Richmond Gets Ready for the Largest Sockeye Salmon Run in History

Indian Arm, outside of Vancouver, BC.
Indian Arm, outside of Vancouver, BC.

What is potentially one of the largest returns of sockeye salmon in recorded history is soon to make its way up the Fraser River in British Columbia. An unprecedented 72 million sockeye salmon (the progeny of the 2010 run) are predicted to return to the Fraser River in 2014 — more than double the record-setting 30-million sockeye salmon return in 2010, the largest in nearly 100 years.

Ideally positioned at the mouth of the Fraser River, Steveston village in southwest Richmond — fondly known at the turn of the 20th century as “Salmonopolis” — is the best spot to catch a glimpse of the extraordinary salmon run and participate in fun, all-ages salmon-themed activities and events during the month of August.

Where and When to See Salmon

The sockeye salmon spawning season begins in mid-July and lasts until mid-September with the bulk of the run beginning to arrive in the Fraser River in early August. What does a 72-million sockeye salmon return look like? Imagine a river so full of sparkling silver sockeye that onlookers can practically catch the jumping salmon with their bare hands. As the sockeye swim up-river to spawning grounds they’re known for their heads turning green and their bodies going a brilliant shade of red. Angler’s tip: salmon watching can be greatly improved by wearing polarized sunglasses, which minimize light refraction.

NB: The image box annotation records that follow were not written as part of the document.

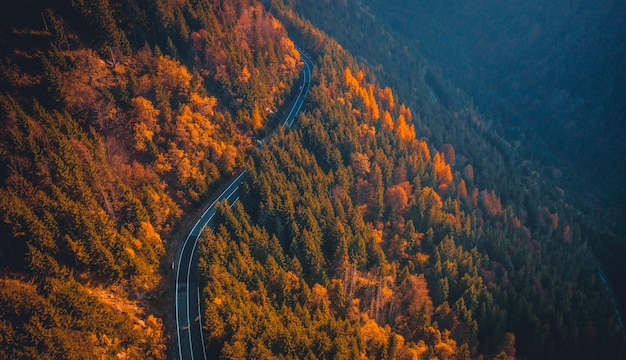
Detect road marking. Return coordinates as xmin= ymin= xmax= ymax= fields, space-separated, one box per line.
xmin=177 ymin=47 xmax=314 ymax=360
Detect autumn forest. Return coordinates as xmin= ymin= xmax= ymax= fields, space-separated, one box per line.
xmin=0 ymin=0 xmax=626 ymax=359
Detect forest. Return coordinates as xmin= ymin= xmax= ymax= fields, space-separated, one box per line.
xmin=0 ymin=0 xmax=626 ymax=359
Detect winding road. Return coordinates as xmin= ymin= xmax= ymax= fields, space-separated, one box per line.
xmin=172 ymin=48 xmax=313 ymax=360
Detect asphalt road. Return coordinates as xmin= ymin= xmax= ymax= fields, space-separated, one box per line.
xmin=173 ymin=49 xmax=313 ymax=360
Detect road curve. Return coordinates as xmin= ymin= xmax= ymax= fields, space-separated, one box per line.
xmin=172 ymin=47 xmax=313 ymax=360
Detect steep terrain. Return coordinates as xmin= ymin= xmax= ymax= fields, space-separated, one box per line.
xmin=0 ymin=0 xmax=624 ymax=359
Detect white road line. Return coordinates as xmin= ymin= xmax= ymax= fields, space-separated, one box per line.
xmin=175 ymin=47 xmax=313 ymax=360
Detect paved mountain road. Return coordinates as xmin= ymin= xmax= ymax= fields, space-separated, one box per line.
xmin=174 ymin=49 xmax=313 ymax=360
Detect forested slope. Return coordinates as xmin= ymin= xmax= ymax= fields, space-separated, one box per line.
xmin=194 ymin=1 xmax=622 ymax=359
xmin=0 ymin=0 xmax=301 ymax=359
xmin=274 ymin=0 xmax=626 ymax=316
xmin=0 ymin=0 xmax=622 ymax=359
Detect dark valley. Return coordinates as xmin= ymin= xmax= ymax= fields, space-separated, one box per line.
xmin=0 ymin=0 xmax=626 ymax=359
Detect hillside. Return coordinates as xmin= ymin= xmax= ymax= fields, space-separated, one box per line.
xmin=0 ymin=0 xmax=624 ymax=359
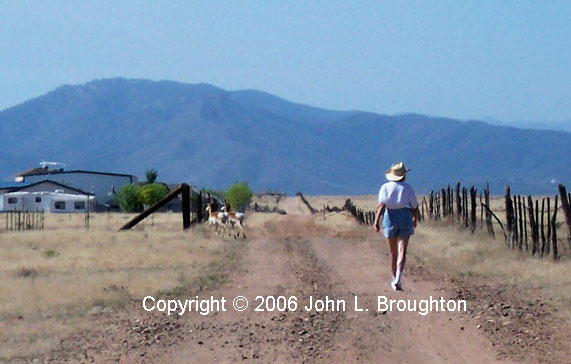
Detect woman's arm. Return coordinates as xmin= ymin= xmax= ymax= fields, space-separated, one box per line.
xmin=412 ymin=207 xmax=420 ymax=227
xmin=373 ymin=202 xmax=385 ymax=232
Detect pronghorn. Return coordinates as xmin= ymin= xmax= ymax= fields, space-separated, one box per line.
xmin=206 ymin=202 xmax=230 ymax=236
xmin=220 ymin=202 xmax=246 ymax=239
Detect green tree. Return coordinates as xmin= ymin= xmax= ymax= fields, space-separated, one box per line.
xmin=117 ymin=185 xmax=143 ymax=212
xmin=141 ymin=183 xmax=169 ymax=206
xmin=226 ymin=182 xmax=254 ymax=211
xmin=200 ymin=187 xmax=226 ymax=201
xmin=145 ymin=169 xmax=159 ymax=185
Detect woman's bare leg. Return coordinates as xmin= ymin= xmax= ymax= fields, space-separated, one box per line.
xmin=387 ymin=236 xmax=399 ymax=278
xmin=395 ymin=235 xmax=410 ymax=287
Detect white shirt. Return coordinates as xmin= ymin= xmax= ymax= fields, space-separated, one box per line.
xmin=379 ymin=181 xmax=418 ymax=210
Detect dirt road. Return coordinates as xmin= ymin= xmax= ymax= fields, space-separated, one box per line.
xmin=145 ymin=200 xmax=506 ymax=363
xmin=54 ymin=198 xmax=565 ymax=363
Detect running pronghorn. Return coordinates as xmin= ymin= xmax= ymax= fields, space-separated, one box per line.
xmin=206 ymin=202 xmax=230 ymax=236
xmin=220 ymin=201 xmax=246 ymax=239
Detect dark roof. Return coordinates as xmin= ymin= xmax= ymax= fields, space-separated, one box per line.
xmin=0 ymin=181 xmax=29 ymax=190
xmin=18 ymin=168 xmax=135 ymax=178
xmin=16 ymin=167 xmax=49 ymax=177
xmin=11 ymin=179 xmax=93 ymax=195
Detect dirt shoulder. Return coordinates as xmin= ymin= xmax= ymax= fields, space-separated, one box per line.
xmin=27 ymin=212 xmax=569 ymax=363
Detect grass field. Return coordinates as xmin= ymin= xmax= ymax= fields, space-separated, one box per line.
xmin=0 ymin=213 xmax=237 ymax=359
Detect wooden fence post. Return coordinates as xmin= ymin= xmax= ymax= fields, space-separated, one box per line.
xmin=516 ymin=195 xmax=525 ymax=250
xmin=456 ymin=182 xmax=462 ymax=222
xmin=545 ymin=197 xmax=551 ymax=255
xmin=181 ymin=183 xmax=190 ymax=230
xmin=505 ymin=186 xmax=513 ymax=247
xmin=120 ymin=183 xmax=184 ymax=230
xmin=559 ymin=184 xmax=571 ymax=247
xmin=484 ymin=183 xmax=496 ymax=237
xmin=551 ymin=195 xmax=559 ymax=260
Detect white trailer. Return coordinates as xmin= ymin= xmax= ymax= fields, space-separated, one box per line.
xmin=0 ymin=191 xmax=95 ymax=213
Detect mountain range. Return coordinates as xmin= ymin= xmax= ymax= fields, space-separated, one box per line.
xmin=0 ymin=78 xmax=571 ymax=195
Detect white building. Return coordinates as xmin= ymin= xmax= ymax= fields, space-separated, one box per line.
xmin=15 ymin=166 xmax=137 ymax=210
xmin=0 ymin=190 xmax=95 ymax=212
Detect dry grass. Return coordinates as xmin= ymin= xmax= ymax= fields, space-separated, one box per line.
xmin=409 ymin=220 xmax=571 ymax=318
xmin=0 ymin=214 xmax=235 ymax=361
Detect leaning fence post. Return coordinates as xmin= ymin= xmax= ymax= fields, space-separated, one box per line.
xmin=559 ymin=184 xmax=571 ymax=246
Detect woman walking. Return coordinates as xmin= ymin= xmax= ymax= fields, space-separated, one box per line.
xmin=374 ymin=162 xmax=420 ymax=291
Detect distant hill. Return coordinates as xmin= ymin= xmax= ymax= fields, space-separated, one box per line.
xmin=0 ymin=79 xmax=571 ymax=194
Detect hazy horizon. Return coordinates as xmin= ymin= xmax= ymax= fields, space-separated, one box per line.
xmin=0 ymin=0 xmax=571 ymax=124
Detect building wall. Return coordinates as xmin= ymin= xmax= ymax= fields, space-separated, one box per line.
xmin=18 ymin=178 xmax=83 ymax=195
xmin=24 ymin=172 xmax=136 ymax=205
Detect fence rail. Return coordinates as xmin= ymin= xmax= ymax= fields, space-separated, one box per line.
xmin=421 ymin=182 xmax=571 ymax=260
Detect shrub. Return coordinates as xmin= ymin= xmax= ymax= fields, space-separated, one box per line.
xmin=117 ymin=185 xmax=143 ymax=212
xmin=141 ymin=183 xmax=169 ymax=206
xmin=145 ymin=169 xmax=159 ymax=184
xmin=226 ymin=182 xmax=254 ymax=210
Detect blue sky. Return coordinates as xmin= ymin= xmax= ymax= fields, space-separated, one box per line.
xmin=0 ymin=0 xmax=571 ymax=123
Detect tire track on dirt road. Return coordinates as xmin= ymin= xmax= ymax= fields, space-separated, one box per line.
xmin=312 ymin=236 xmax=520 ymax=363
xmin=154 ymin=216 xmax=356 ymax=363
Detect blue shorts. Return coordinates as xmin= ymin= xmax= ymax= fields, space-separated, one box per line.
xmin=383 ymin=208 xmax=414 ymax=238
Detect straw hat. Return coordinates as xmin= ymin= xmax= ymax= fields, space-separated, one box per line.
xmin=385 ymin=162 xmax=410 ymax=181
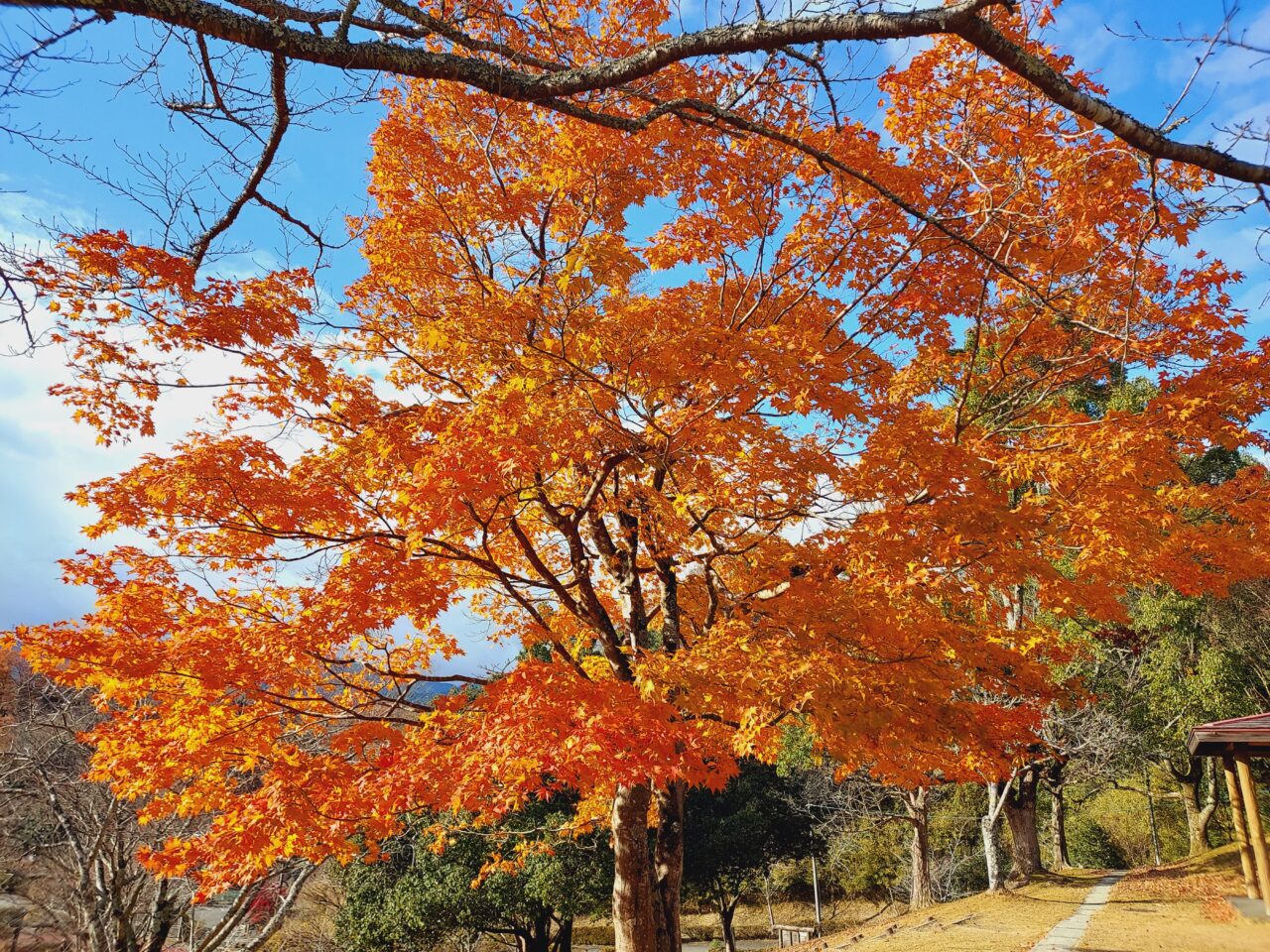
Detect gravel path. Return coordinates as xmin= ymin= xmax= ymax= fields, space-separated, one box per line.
xmin=1033 ymin=872 xmax=1124 ymax=952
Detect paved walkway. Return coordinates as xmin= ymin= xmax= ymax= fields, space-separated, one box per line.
xmin=1033 ymin=872 xmax=1124 ymax=952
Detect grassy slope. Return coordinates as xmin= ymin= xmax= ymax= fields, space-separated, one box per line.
xmin=782 ymin=871 xmax=1098 ymax=952
xmin=1080 ymin=845 xmax=1270 ymax=952
xmin=799 ymin=847 xmax=1270 ymax=952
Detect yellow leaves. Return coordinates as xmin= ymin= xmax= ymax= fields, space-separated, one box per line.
xmin=557 ymin=232 xmax=647 ymax=298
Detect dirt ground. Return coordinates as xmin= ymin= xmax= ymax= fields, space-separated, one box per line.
xmin=1079 ymin=847 xmax=1270 ymax=952
xmin=797 ymin=847 xmax=1270 ymax=952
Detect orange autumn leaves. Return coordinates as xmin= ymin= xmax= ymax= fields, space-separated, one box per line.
xmin=10 ymin=5 xmax=1267 ymax=888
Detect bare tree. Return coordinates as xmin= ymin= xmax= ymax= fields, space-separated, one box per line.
xmin=0 ymin=0 xmax=1270 ymax=304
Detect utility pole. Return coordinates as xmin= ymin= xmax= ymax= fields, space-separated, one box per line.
xmin=812 ymin=853 xmax=821 ymax=935
xmin=1142 ymin=767 xmax=1160 ymax=866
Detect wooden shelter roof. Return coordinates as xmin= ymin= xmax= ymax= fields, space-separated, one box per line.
xmin=1187 ymin=711 xmax=1270 ymax=757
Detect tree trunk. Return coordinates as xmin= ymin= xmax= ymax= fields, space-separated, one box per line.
xmin=552 ymin=915 xmax=572 ymax=952
xmin=1045 ymin=761 xmax=1072 ymax=871
xmin=613 ymin=784 xmax=661 ymax=952
xmin=904 ymin=787 xmax=935 ymax=908
xmin=653 ymin=780 xmax=686 ymax=952
xmin=1004 ymin=765 xmax=1045 ymax=883
xmin=1169 ymin=757 xmax=1216 ymax=856
xmin=979 ymin=780 xmax=1010 ymax=892
xmin=718 ymin=892 xmax=736 ymax=952
xmin=979 ymin=812 xmax=1001 ymax=892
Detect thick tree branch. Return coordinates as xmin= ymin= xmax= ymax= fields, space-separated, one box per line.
xmin=0 ymin=0 xmax=1270 ymax=184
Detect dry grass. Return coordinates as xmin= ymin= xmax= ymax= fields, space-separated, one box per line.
xmin=1080 ymin=847 xmax=1270 ymax=952
xmin=782 ymin=871 xmax=1098 ymax=952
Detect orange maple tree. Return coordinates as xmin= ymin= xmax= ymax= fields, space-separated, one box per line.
xmin=17 ymin=5 xmax=1270 ymax=952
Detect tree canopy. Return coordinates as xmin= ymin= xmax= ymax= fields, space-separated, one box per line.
xmin=2 ymin=5 xmax=1270 ymax=952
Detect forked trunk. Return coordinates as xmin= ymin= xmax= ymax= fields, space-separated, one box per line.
xmin=1004 ymin=766 xmax=1045 ymax=883
xmin=1049 ymin=787 xmax=1072 ymax=870
xmin=906 ymin=787 xmax=935 ymax=908
xmin=653 ymin=781 xmax=686 ymax=952
xmin=613 ymin=784 xmax=659 ymax=952
xmin=979 ymin=812 xmax=1001 ymax=892
xmin=612 ymin=784 xmax=684 ymax=952
xmin=1169 ymin=757 xmax=1216 ymax=856
xmin=1045 ymin=761 xmax=1072 ymax=870
xmin=718 ymin=892 xmax=736 ymax=952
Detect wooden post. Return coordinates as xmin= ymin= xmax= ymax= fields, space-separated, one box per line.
xmin=1221 ymin=754 xmax=1261 ymax=898
xmin=1234 ymin=754 xmax=1270 ymax=915
xmin=1142 ymin=767 xmax=1160 ymax=866
xmin=812 ymin=853 xmax=821 ymax=938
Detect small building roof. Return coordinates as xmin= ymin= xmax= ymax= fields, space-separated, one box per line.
xmin=1187 ymin=711 xmax=1270 ymax=757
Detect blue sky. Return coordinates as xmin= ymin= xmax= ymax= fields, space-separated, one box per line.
xmin=0 ymin=0 xmax=1270 ymax=662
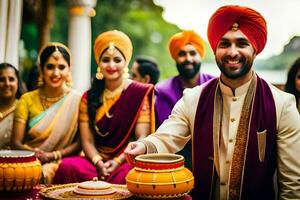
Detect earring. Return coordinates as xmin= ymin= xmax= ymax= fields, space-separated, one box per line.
xmin=66 ymin=73 xmax=73 ymax=87
xmin=96 ymin=66 xmax=103 ymax=80
xmin=123 ymin=67 xmax=129 ymax=78
xmin=37 ymin=75 xmax=44 ymax=87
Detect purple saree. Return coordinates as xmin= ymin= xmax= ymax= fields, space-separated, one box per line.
xmin=54 ymin=82 xmax=153 ymax=184
xmin=155 ymin=73 xmax=213 ymax=127
xmin=193 ymin=76 xmax=277 ymax=199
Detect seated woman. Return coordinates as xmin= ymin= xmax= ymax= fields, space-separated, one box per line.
xmin=0 ymin=63 xmax=24 ymax=149
xmin=285 ymin=58 xmax=300 ymax=113
xmin=12 ymin=43 xmax=80 ymax=183
xmin=54 ymin=30 xmax=155 ymax=184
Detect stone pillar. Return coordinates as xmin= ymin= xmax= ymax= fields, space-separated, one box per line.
xmin=68 ymin=0 xmax=97 ymax=92
xmin=0 ymin=0 xmax=23 ymax=68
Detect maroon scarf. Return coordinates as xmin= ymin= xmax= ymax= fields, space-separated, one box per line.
xmin=193 ymin=76 xmax=277 ymax=199
xmin=95 ymin=82 xmax=153 ymax=154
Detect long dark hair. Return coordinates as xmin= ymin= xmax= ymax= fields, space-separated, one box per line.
xmin=0 ymin=63 xmax=26 ymax=99
xmin=87 ymin=78 xmax=105 ymax=130
xmin=285 ymin=57 xmax=300 ymax=105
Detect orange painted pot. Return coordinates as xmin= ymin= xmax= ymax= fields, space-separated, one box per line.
xmin=126 ymin=153 xmax=194 ymax=199
xmin=0 ymin=150 xmax=42 ymax=192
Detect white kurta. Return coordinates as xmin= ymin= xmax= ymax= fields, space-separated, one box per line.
xmin=145 ymin=76 xmax=300 ymax=199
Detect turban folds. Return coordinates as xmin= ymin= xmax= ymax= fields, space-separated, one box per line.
xmin=207 ymin=5 xmax=267 ymax=54
xmin=169 ymin=31 xmax=205 ymax=59
xmin=94 ymin=30 xmax=132 ymax=65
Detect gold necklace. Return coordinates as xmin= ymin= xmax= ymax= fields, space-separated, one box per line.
xmin=0 ymin=101 xmax=17 ymax=120
xmin=103 ymin=80 xmax=125 ymax=118
xmin=39 ymin=90 xmax=66 ymax=110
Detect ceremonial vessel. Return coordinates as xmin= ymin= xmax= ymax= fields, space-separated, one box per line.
xmin=0 ymin=150 xmax=42 ymax=192
xmin=126 ymin=153 xmax=194 ymax=199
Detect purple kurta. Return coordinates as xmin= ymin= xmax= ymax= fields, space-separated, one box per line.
xmin=155 ymin=73 xmax=213 ymax=127
xmin=193 ymin=77 xmax=277 ymax=200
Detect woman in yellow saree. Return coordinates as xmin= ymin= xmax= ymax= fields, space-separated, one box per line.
xmin=54 ymin=30 xmax=155 ymax=184
xmin=12 ymin=43 xmax=80 ymax=183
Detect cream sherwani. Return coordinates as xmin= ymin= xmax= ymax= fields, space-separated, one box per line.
xmin=144 ymin=77 xmax=300 ymax=199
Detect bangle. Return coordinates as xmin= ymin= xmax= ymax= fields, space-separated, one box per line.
xmin=92 ymin=155 xmax=102 ymax=165
xmin=56 ymin=151 xmax=62 ymax=160
xmin=114 ymin=157 xmax=122 ymax=165
xmin=52 ymin=151 xmax=58 ymax=160
xmin=52 ymin=151 xmax=62 ymax=160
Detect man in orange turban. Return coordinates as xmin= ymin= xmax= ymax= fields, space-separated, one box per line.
xmin=155 ymin=31 xmax=212 ymax=169
xmin=125 ymin=5 xmax=300 ymax=200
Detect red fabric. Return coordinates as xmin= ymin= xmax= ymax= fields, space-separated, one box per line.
xmin=53 ymin=156 xmax=133 ymax=184
xmin=207 ymin=5 xmax=267 ymax=54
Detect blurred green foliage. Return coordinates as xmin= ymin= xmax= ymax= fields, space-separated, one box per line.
xmin=21 ymin=0 xmax=298 ymax=83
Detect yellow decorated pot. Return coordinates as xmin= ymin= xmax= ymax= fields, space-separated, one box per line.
xmin=126 ymin=153 xmax=194 ymax=199
xmin=0 ymin=150 xmax=42 ymax=191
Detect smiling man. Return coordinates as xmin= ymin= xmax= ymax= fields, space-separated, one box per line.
xmin=125 ymin=5 xmax=300 ymax=200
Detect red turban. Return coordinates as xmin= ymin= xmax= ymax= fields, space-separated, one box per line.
xmin=207 ymin=5 xmax=267 ymax=54
xmin=169 ymin=31 xmax=205 ymax=59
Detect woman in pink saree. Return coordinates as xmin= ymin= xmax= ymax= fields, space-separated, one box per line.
xmin=54 ymin=30 xmax=155 ymax=184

From land or boat, there are countless spots to watch and photograph the salmon return in the historic fishing village of Steveston. Walk or bike through Garry Point Park and along Imperial Landing to find 6.5 acres of waterfront park and trails. Visit the village’s popular fisherman’s wharf to watch fishermen haul massive loads of salmon into Canada’s largest commercial fishing harbour. Or jump aboard one of Steveston’s two whale-watching outfitters that offer daily wildlife viewing tours. While onboard, see salmon leaping alongside porpoises, sea lions, seals, eagles and majestic Orca whales.

Top Spots to Eat Salmon

Of the five species of salmon — sockeye, chinook, coho, pink and chum — sockeye is favoured for its dark red meat and high oil content. Throughout August and into September, the menus of restaurants throughout Richmond, as well as those along Steveston’s wooden waterfront boardwalk, will feature fresh, local sockeye salmon. Some of Steveston’s must-try dishes this August are the Wild BC Salmon Fish & Chips from the aptly named Sockeye City Grill, Salmon Rillette tapas from Tapenade Bistro and the West Coast Salmon Chowder from Blue Canoe Waterfront Restaurant.

Where to Buy Fresh Salmon

To purchase whole fish at astonishing prices, head directly to Steveston’s Public Wharf. Don’t be daunted by long lineups during spawning season — they move quickly and the deals and unbeatable freshness are worth the wait. After purchasing fresh salmon, walk along the waterfront to the Gulf of Georgia Cannery National Historic Site (adjacent to the Public Wharf) where volunteers will be cleaning salmon by donation. Look for the big red Gulf of Georgia Cannery tent to see if the ‘cleaners are in’. This special program is available only during the commercial sockeye season.

Or, get in the game and fish for sockeye from Richmond’s No. 7 Road Pier, a restored former barge-loading pier (BC tidal fishing licence required).

All-Ages Salmon-Themed Activities and Events

The popular Gulf of Georgia Cannery National Historic Site is one of the only historically intact salmon canneries in the world. Once known as the “Monster Cannery” among the more than 15 canneries that occupied Cannery Row on the Steveston waterfront, the site was used as a cannery, reduction plant, and net loft beginning in 1894 and opened to the public as an interactive museum in 1994. Visitors can learn about salmon and the canning process on guided tours offered at the Cannery seven days a week, in addition to special weekend-only events in celebration of its 120-year anniversary. Until Sept. 7, take the Cannery’s Salmon Taste Challenge and compare two different species of canned salmon. Also on Saturdays and Sundays, visitors can take part in the Cannery’s special Fish Tales event. Meet local salmon fishermen who will be sharing stories and leading demonstrations including knot tying, baiting, net minding and more.